Conto

Qual Dos Dois?

1872
Este conto foi originalmente publicado no Jornal das Famílias em setembro, outubro, novembro e dezembro de 1872 e em janeiro de 1873, assinado por J.J. O texto desta edição eletrônica foi cotejado com o da publicação original.

XIX

No fim de uma ausência de quatro meses, voltou Daniel ao Rio de Janeiro.

A viagem foi uma verdadeira restauração. Daniel achou-se como sempre fora, tendo perdido o menor vestígio do parêntesis que se dera em sua existência.

A falar a verdade, Daniel achava agora que fora ridículo durante os dias em que sentiu-se apaixonado por Augusta. O caráter indiferente do rapaz, por um momento agitado, voltou a ser o que era.

Entrou em casa de noite, e não tendo prevenido ninguém, ninguém foi esperá-lo à chegada.

Ao entrar em casa não pôde deixar de olhar para a casa de Augusta. Ignorava se ainda ali moravam ou se haviam partido para a província. A casa estava silenciosa.

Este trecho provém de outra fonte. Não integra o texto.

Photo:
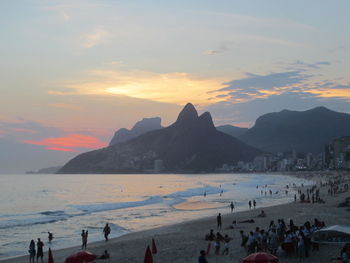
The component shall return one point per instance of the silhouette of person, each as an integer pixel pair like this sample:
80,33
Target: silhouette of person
106,231
32,251
50,237
40,252
232,206
219,222
84,236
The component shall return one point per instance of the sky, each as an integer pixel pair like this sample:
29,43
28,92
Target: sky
74,72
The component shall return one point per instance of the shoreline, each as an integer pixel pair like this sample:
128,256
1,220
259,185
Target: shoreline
182,241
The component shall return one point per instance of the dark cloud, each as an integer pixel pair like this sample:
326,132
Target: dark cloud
247,112
274,80
26,130
253,85
303,66
221,49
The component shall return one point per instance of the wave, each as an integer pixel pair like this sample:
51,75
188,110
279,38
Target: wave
208,190
28,221
91,208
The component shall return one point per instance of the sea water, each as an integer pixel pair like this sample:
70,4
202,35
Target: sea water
33,204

O criado que o recebeu deu-lhe notícia de que a família de Augusta ainda morava na mesma casa.

- Mas quem te perguntou por isso? - disse Daniel.

- Eu lhe digo, meu amo; é que de quando em quando mandavam saber de lá quando é que meu amo chegava?

- Sim?

- É verdade. E há cousa de três dias recebi uma carta com ordem de entregar-lha apenas chegasse.

- Uma carta?

- Sim, senhor; está no seu gabinete.

- Deixa-me ir descalçar as botas.

Noutro tempo Daniel teria ido ver a carta primeiro; agora, preferia descalçar as botas. Sirva isto de termômetro; quando um homem procura antes de tudo ler uma carta, ama; quando descalça as bota antes, já não ama. É receita que lhes dou de graça.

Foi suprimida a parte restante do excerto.